O ministro Luiz Sérgio (Relações Institucionais), que tem sido alvo de críticas de aliados pela atuação discreta na discussão da proposta na Câmara, também participou da reunião e disse que o governo está empenhado em fazer mudanças com conteúdo. Ele disse que na Câmara o debate do texto foi sem conteúdo porque o tom emocional ficou acima da razão.
A proposta da reforma do código chegará hoje ao Senado. O governo não decidiu se vai prorrogar o decreto que vence no dia 11 de junho e que suspende os efeitos da lei de crimes ambientais.
O PMDB vai pedir a prorrogação do decreto. Parte da bancada do PT quer usar o decreto para pressionar por concessões dos agricultores.


Carta de cientistas critica nova lei florestal
Biólogos da Unesp alertam, em texto na "Science", sobre riscos para a biodiversidade

COLABORAÇÃO PARA A FOLHA

Pesquisadores da Unesp (Universidade Estadual Paulista) publicaram na última edição da revista especializada "Science" uma carta sobre os impactos do novo Código Florestal para a preservação das comunidades de anfíbios.
De acordo com os cientistas, mesmo os pequenos fragmentos de matas ciliares ou das propriedades rurais são importantes para a biodiversidade desses animais.
Essas áreas oferecem, além de refúgio, corredores de dispersão que ligam regiões importantes para a busca de alimentos e reprodução. Qualquer alteração que se traduza em redução de vegetação nativa pode gerar perdas de espécies, homogeneização da fauna e diminuição das populações.

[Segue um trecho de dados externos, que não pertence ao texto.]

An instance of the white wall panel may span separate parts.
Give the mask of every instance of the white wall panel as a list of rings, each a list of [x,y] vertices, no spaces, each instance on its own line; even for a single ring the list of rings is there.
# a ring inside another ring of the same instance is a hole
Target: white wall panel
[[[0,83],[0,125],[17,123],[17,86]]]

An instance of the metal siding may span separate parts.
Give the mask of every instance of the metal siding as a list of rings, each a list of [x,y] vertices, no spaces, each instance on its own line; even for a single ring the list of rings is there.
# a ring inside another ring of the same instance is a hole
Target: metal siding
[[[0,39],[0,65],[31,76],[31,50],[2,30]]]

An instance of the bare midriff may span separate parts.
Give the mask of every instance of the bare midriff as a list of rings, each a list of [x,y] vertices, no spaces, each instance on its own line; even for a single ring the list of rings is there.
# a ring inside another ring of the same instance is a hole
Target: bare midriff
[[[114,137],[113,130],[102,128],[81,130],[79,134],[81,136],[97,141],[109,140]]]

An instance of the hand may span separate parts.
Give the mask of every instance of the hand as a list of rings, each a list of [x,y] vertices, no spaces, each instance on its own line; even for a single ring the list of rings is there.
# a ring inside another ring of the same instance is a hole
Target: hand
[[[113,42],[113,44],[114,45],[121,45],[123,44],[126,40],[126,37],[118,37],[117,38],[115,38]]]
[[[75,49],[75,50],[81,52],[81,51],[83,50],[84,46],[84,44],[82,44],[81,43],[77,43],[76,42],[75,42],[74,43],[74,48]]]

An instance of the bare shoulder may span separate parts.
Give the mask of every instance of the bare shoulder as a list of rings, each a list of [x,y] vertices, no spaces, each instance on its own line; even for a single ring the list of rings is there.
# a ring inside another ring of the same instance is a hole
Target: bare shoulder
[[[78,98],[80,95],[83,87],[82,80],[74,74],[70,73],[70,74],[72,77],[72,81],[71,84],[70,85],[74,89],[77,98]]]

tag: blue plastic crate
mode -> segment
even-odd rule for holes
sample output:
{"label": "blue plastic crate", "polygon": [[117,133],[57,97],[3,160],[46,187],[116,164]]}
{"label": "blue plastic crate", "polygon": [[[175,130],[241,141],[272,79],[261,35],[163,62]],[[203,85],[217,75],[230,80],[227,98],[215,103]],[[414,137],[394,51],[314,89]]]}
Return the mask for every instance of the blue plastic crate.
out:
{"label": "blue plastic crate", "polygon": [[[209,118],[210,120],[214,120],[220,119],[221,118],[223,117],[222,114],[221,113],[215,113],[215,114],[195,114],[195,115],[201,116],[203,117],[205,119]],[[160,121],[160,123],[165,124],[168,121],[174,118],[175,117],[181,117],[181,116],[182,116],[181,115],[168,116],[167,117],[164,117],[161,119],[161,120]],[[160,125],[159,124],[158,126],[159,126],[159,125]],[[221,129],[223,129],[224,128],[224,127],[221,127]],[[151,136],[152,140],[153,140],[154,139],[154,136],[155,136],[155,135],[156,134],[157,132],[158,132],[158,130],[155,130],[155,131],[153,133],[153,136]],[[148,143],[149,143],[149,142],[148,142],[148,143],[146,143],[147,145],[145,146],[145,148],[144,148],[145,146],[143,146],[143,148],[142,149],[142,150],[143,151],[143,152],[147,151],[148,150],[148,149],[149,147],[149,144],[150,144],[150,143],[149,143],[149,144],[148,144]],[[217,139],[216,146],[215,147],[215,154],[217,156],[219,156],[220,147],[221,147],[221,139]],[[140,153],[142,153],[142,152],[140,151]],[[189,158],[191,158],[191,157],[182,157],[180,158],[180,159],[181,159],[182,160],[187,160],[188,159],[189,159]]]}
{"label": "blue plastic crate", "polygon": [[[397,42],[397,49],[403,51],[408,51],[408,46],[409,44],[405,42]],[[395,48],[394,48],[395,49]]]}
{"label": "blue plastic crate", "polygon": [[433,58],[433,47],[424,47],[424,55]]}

"Pretendemos estimular um conjunto de reflexões integrando ecologia, sociedade e políticas públicas", disse à Folha um dos autores do documento, o biólogo Fernando da Silva, da Unesp de São José do Rio Preto.

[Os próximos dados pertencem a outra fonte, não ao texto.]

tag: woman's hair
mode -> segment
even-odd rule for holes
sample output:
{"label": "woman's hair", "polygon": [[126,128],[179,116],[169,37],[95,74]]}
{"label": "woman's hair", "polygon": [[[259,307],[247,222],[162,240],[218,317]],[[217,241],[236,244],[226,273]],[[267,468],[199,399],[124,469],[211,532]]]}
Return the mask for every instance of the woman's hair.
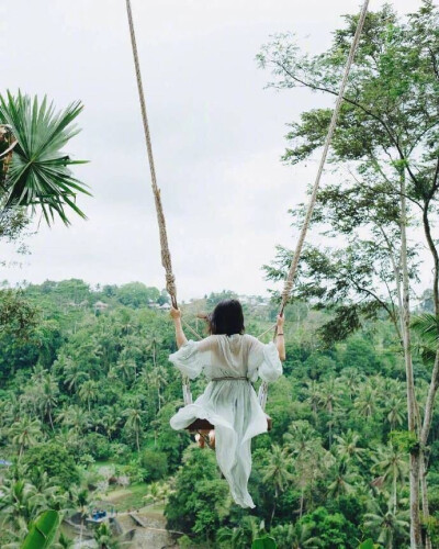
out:
{"label": "woman's hair", "polygon": [[238,300],[219,301],[207,317],[211,334],[244,334],[243,307]]}

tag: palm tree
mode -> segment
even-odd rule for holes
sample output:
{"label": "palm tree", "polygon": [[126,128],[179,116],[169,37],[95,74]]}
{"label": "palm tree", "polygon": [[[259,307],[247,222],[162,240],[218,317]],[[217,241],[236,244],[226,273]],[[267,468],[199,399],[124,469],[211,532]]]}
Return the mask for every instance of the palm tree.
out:
{"label": "palm tree", "polygon": [[35,507],[41,503],[35,486],[24,479],[7,479],[1,491],[0,511],[10,525],[19,529],[21,520],[29,524],[36,515]]}
{"label": "palm tree", "polygon": [[89,413],[91,412],[91,402],[97,399],[98,394],[98,383],[91,379],[85,381],[79,389],[78,395],[82,402],[87,402]]}
{"label": "palm tree", "polygon": [[378,542],[385,549],[393,549],[395,538],[408,538],[409,523],[407,512],[394,512],[393,502],[390,501],[385,508],[382,508],[376,500],[369,502],[370,512],[364,514],[364,527],[378,536]]}
{"label": "palm tree", "polygon": [[83,383],[87,378],[88,374],[77,361],[71,358],[66,359],[66,365],[64,367],[64,383],[67,385],[69,391],[76,391],[78,385]]}
{"label": "palm tree", "polygon": [[358,410],[358,413],[369,421],[375,413],[376,410],[376,393],[371,386],[365,386],[361,393],[358,395],[353,406]]}
{"label": "palm tree", "polygon": [[312,526],[301,522],[275,526],[270,530],[270,535],[274,537],[280,549],[315,549],[324,546],[319,538],[312,536]]}
{"label": "palm tree", "polygon": [[144,412],[140,408],[128,408],[125,412],[125,415],[127,416],[125,426],[128,427],[130,429],[133,429],[135,435],[136,435],[136,446],[137,446],[137,451],[140,451],[140,444],[139,444],[139,433],[142,428],[142,416]]}
{"label": "palm tree", "polygon": [[317,408],[320,404],[320,389],[317,381],[307,381],[304,393],[307,395],[305,402],[309,404],[311,410],[313,411],[314,425],[317,425]]}
{"label": "palm tree", "polygon": [[356,368],[346,368],[339,381],[348,389],[349,400],[357,393],[358,386],[362,380],[361,373]]}
{"label": "palm tree", "polygon": [[257,537],[260,536],[261,527],[255,516],[245,516],[239,526],[234,528],[219,528],[217,541],[221,547],[228,549],[247,549]]}
{"label": "palm tree", "polygon": [[132,358],[120,359],[117,362],[117,370],[122,373],[122,379],[131,381],[136,377],[136,361]]}
{"label": "palm tree", "polygon": [[262,479],[262,482],[269,483],[274,489],[274,504],[271,513],[271,523],[273,522],[280,492],[283,492],[286,485],[293,480],[293,475],[289,470],[290,463],[291,457],[288,449],[273,445]]}
{"label": "palm tree", "polygon": [[372,471],[379,472],[384,482],[392,483],[393,513],[397,511],[397,483],[403,482],[408,473],[408,463],[406,453],[402,452],[396,446],[390,445],[381,448],[374,458],[375,464]]}
{"label": "palm tree", "polygon": [[47,222],[58,214],[68,225],[66,208],[85,217],[76,205],[78,193],[90,194],[69,167],[74,161],[61,148],[78,133],[75,120],[82,110],[80,102],[55,112],[44,98],[0,96],[0,124],[10,133],[12,150],[1,158],[0,184],[5,191],[4,209],[40,206]]}
{"label": "palm tree", "polygon": [[335,435],[334,438],[337,440],[336,450],[341,459],[354,458],[360,463],[363,462],[362,456],[365,453],[365,450],[364,448],[360,448],[358,446],[361,438],[358,433],[354,433],[352,429],[348,429],[348,432],[344,435]]}
{"label": "palm tree", "polygon": [[43,417],[48,417],[52,430],[54,430],[52,411],[58,403],[58,384],[54,376],[46,373],[38,386],[38,406]]}
{"label": "palm tree", "polygon": [[391,424],[391,429],[394,430],[397,425],[403,425],[405,421],[405,403],[399,396],[391,395],[386,406],[386,419]]}
{"label": "palm tree", "polygon": [[12,437],[12,444],[19,448],[19,458],[21,458],[24,449],[35,446],[41,438],[41,423],[38,419],[31,419],[24,415],[11,425],[9,434]]}
{"label": "palm tree", "polygon": [[335,462],[331,469],[333,482],[328,485],[328,496],[339,497],[350,494],[354,490],[358,474],[349,470],[349,458],[342,458]]}
{"label": "palm tree", "polygon": [[160,482],[151,482],[148,488],[145,500],[153,500],[153,505],[155,505],[162,497],[164,486]]}
{"label": "palm tree", "polygon": [[338,380],[329,378],[326,380],[320,388],[320,400],[322,406],[326,410],[329,415],[328,427],[329,427],[329,449],[333,446],[333,424],[334,424],[334,412],[340,402],[340,386]]}
{"label": "palm tree", "polygon": [[67,406],[56,416],[56,422],[70,427],[75,433],[81,434],[90,426],[89,415],[86,410],[77,404]]}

A ideia, de acordo com Silva, é informar os cidadãos "e estimulá-los a pensar e agir sobre problemas ambientais com base em dados científicos, e não em especulações".

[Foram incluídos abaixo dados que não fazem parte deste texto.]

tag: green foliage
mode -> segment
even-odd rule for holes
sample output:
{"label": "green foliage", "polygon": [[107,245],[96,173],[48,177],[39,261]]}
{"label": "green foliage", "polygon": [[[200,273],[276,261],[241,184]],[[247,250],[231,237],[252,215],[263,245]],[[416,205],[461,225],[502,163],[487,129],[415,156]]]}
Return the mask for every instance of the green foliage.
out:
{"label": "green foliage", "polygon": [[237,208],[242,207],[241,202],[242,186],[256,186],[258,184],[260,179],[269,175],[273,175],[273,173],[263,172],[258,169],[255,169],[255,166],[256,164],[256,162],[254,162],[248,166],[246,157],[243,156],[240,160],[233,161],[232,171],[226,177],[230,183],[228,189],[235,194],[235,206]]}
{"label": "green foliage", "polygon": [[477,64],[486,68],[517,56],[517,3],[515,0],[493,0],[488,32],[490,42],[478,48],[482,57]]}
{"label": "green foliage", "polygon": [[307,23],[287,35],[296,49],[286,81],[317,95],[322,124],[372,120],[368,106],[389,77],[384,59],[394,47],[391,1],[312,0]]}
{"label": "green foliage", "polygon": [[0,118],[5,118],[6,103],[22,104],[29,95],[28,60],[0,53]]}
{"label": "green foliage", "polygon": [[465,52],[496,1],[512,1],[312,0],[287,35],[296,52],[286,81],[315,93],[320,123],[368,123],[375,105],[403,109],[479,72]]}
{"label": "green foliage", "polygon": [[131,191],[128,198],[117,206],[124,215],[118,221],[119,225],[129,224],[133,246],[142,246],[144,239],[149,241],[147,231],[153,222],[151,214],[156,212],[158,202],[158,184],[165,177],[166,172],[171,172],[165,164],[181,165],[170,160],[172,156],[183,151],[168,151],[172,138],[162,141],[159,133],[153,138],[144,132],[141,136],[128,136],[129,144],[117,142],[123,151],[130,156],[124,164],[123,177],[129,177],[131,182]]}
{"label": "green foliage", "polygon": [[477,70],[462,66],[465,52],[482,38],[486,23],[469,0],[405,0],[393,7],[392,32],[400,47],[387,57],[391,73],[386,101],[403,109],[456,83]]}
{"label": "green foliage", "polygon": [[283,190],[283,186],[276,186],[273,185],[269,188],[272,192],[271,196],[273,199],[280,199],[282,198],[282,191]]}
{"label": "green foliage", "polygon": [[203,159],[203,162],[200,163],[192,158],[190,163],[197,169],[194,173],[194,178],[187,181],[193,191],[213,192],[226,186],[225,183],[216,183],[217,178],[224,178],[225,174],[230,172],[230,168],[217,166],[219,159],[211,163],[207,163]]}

O novo Código Florestal foi votado e aprovado há uma semana na Câmara.

ALTERAÇÕES
O texto prevê, entre outras mudanças em relação ao vigente, o fim da proteção à mata nativa em pequenas propriedades rurais e a diminuição da mata ciliar. Ele ainda tem de ser aprovado no Senado antes de entrar em vigor.
Para os autores da carta, essas medidas levam a uma maior fragmentação ambiental, colocando os animais sob risco de perder sua diversidade genética, já que terão dificuldade de achar parceiros com bom nível de diferenças genéticas, por estar isolados.
Os cientistas lembram também que a regulação da qualidade das águas, a polinização de lavouras e o controle de pragas são serviços gratuitamente fornecidos pela vegetação natural.
Com a diminuição das matas, muitos desses serviços seriam perdidos, prejudicando a todos, argumentam. De acordo com os cientistas consultados, a repercussão internacional da carta está sendo bastante "positiva".